Rocks strewn across an ancient Martian shoreline could suggest that the Red Planet was more reminiscent of Earth in its past, according to recent findings. These rocks, uncovered by NASA’s Curiosity rover, contain high concentrations of manganese oxide. This discovery adds weight to the notion that Mars may have once harbored oxygen levels and environmental conditions conducive to life, similar to those found on Earth.
Manganese, often overlooked, played a crucial role in the development of life on our planet. Geological records show that it was abundant in rocks and oceans prior to the emergence of early life forms around 4 billion years ago, laying the groundwork for the oxygen essential for most life as we know it.
Yet, the perplexing aspect arises from the fact that the known methods for producing manganese oxide necessitate either copious oxygen or the presence of microbial life. However, there is scant evidence supporting the existence of significant oxygen levels on Mars, and none at all for microbial life. This leaves scientists at a loss as to how the chemical formed within the recently discovered Martian rocks.
Forming rocks rich in manganese oxide “is easy to do on Earth because of microbes and because of oxygen — which [also forms] because of microbes — so it all points back toward life,” lead study author Patrick Gasda, a research scientist at Los Alamos National Laboratory in New Mexico, said in an interview with Live Science. “We of course have no evidence of life on Mars, so if we’re trying to form oxygen in a fully abiotic system, our current understanding of Mars doesn’t explain that.”
While traversing through the heart of Gale crater, a vast ancient lake bed spanning 96 miles (154 kilometers) in diameter, the Curiosity rover stumbled upon these heavily weathered rocks. Since 2012, the rover has been diligently exploring this terrain. Using its ChemCam instrument, Curiosity effectively “sniffed out” the presence of manganese oxide within the rocks by vaporizing minuscule fragments with a laser and subsequently analyzing the resulting plasma cloud. The compound comprises nearly half of the rocks’ chemical composition, as detailed in a recent study published in the journal JGR Planets.
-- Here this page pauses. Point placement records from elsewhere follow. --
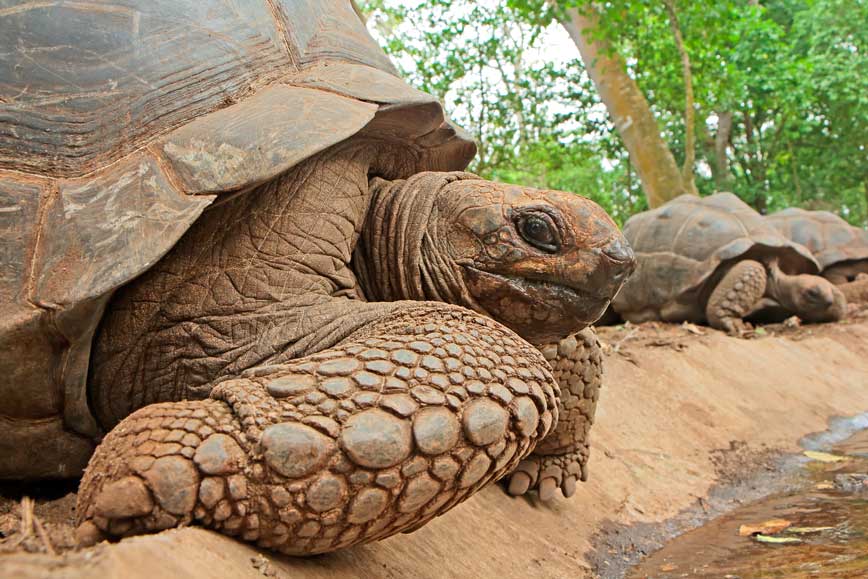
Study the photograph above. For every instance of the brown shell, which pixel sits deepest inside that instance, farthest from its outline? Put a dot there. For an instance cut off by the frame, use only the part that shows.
(121, 122)
(680, 245)
(831, 239)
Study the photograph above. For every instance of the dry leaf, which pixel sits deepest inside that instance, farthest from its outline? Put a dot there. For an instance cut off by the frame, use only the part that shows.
(824, 456)
(769, 527)
(778, 540)
(808, 530)
(693, 329)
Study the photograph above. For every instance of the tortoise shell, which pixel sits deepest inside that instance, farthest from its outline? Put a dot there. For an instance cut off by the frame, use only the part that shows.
(121, 122)
(831, 239)
(681, 245)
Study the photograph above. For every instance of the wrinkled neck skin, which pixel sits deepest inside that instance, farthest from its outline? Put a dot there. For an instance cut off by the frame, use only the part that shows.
(401, 254)
(261, 278)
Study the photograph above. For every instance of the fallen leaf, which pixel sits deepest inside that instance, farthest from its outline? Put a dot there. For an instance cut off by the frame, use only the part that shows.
(692, 328)
(776, 540)
(824, 456)
(792, 322)
(807, 530)
(769, 527)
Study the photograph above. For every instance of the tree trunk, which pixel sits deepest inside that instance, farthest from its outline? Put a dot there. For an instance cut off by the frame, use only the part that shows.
(628, 108)
(722, 176)
(687, 170)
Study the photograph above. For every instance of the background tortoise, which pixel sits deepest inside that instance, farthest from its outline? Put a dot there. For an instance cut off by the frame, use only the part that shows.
(840, 248)
(229, 202)
(715, 259)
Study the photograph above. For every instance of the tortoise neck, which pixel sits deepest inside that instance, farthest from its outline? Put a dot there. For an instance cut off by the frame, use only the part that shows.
(782, 287)
(400, 255)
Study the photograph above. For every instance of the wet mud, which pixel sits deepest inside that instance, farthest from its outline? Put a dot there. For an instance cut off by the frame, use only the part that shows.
(813, 525)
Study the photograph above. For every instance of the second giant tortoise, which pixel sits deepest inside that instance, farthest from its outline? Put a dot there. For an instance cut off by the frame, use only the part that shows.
(840, 248)
(716, 260)
(233, 237)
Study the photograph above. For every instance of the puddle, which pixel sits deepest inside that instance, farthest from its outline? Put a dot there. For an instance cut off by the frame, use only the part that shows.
(827, 514)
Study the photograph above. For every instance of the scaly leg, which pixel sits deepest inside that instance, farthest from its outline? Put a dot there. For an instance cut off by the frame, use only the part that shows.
(561, 458)
(735, 296)
(393, 426)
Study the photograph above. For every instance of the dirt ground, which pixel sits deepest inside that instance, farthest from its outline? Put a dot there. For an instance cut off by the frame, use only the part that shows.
(685, 410)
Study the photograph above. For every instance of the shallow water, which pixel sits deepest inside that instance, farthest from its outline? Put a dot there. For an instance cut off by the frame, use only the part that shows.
(832, 496)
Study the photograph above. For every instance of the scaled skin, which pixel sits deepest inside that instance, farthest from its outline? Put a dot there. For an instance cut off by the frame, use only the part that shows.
(340, 412)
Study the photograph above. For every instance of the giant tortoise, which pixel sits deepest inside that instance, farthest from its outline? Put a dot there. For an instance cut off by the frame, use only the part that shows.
(716, 260)
(236, 240)
(840, 248)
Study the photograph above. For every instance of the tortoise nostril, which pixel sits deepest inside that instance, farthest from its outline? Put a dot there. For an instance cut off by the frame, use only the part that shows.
(619, 250)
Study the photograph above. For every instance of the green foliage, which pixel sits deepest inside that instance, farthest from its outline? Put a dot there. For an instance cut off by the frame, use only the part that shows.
(792, 73)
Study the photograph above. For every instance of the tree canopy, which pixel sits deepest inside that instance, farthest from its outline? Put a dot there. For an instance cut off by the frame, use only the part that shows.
(780, 93)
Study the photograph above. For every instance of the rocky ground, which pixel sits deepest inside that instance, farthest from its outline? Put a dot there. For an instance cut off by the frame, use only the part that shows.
(690, 423)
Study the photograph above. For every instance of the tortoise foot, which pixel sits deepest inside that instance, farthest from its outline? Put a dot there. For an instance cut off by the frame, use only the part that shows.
(548, 473)
(347, 446)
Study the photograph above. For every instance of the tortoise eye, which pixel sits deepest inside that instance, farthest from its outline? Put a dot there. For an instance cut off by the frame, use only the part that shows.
(538, 230)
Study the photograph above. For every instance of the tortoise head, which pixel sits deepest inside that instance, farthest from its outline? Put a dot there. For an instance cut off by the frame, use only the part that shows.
(813, 298)
(544, 263)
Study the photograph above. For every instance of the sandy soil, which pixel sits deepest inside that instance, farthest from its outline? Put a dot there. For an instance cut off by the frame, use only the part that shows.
(684, 409)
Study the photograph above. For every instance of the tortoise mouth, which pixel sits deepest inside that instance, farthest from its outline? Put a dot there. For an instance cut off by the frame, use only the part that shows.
(537, 309)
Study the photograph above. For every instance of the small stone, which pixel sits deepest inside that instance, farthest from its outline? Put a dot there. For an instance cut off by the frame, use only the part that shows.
(404, 357)
(414, 466)
(290, 516)
(376, 439)
(338, 387)
(219, 454)
(326, 492)
(309, 529)
(485, 421)
(517, 386)
(432, 363)
(417, 492)
(367, 505)
(500, 392)
(475, 470)
(280, 496)
(323, 424)
(421, 347)
(526, 414)
(401, 404)
(292, 385)
(175, 484)
(237, 487)
(361, 478)
(436, 430)
(428, 395)
(211, 491)
(296, 450)
(339, 367)
(445, 468)
(127, 497)
(366, 399)
(382, 367)
(367, 380)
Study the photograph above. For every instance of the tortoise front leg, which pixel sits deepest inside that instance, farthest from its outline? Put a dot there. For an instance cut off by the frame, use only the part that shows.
(393, 426)
(561, 458)
(736, 295)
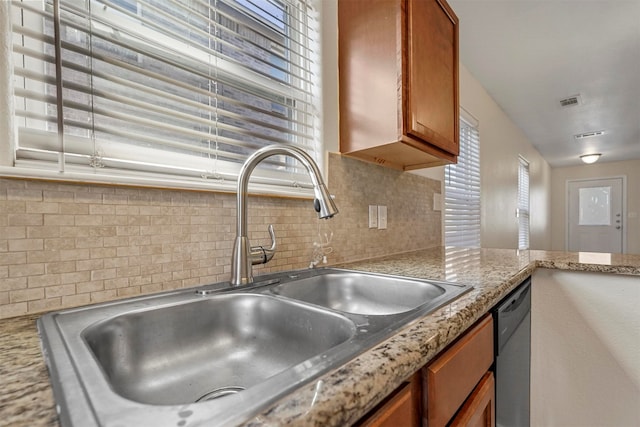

In the area where Curiosity stumbled upon these newfound rocks, the rover noted a modest elevation shift of 10 to 15 meters (33 to 49 feet). While this may seem minor compared to the considerable distances Curiosity has traversed over the years, it carries significance, as Gasda explained to Live Science, suggesting something noteworthy occurring in that location. The texture of the rocks in the vicinity where the new sandstones were discovered seems to have undergone a transition from “curved” to “flat-lined.” Gasda and his team interpret this change as indicative of a river channel expanding into a lake, adding another layer to the geological narrative of Gale Crater’s ancient history.
“That means we’re at the shore of the lake or near the shore of the lake,” Gasda said. He noted that this interpretation is uncertain due to limited data, because Curiosity drove past the region just once. “That made the interpretation really challenging, but this is our best hypothesis,” he added.
Should the hypothesis hold true, the rocks could have been deposited in the area when the flow of the river decelerated upon reaching the lake, akin to the accumulation of manganese-oxide-rich rocks observed along the shores of shallow lakes on Earth. This parallel offers an intriguing glimpse into the potential geological processes at play within Gale Crater, hinting at similarities between Martian and terrestrial environments despite the stark differences in their current states.
The newfound rocks are “another line of evidence for liquid water on Mars in the past, which is beneficial for life,” Manasvi Lingam, an astrobiologist at the Florida Institute of Technology who was not affiliated with the new research, told Live Science. “This work provides evidence in favor of habitability.”
However, not everyone agrees that the newfound rocks indicate an oxygen-rich Mars. According to Jeffrey Catalano, a professor of Earth, environmental and planetary sciences at Washington University in St. Louis, who was not involved in the study, the presence of oxidized rocks could help scientists understand whether Mars, like Earth, went through “a punctuated transition” from a lower-oxygen period and a higher-oxygen period. “The impact of manganese oxides on our understanding of such a transition, however, have been overstated, here and in prior work,” he told Live Science.
Catalano contributed to a study in 2022 that discovered manganese oxide could form readily under conditions resembling those found on Mars, even without the presence of atmospheric oxygen. This study, conducted through laboratory experiments, demonstrated that elements like chlorine and bromine, which were abundant during Mars’ early history, could facilitate the conversion of dissolved manganese in water into manganese oxide minerals. This groundbreaking finding presented an alternative pathway, distinct from oxygen, that could account for the existence of rocks similar to the recently discovered ones on Mars.
“There are several life forms even on Earth that do not require oxygen to survive,” Kaushik Mitra, a geochemist at the University of Texas at San Antonio who led that study, said in a statement in 2022. “I don’t think of it as a ‘setback’ to habitability — only that there were probably no oxygen-based lifeforms.”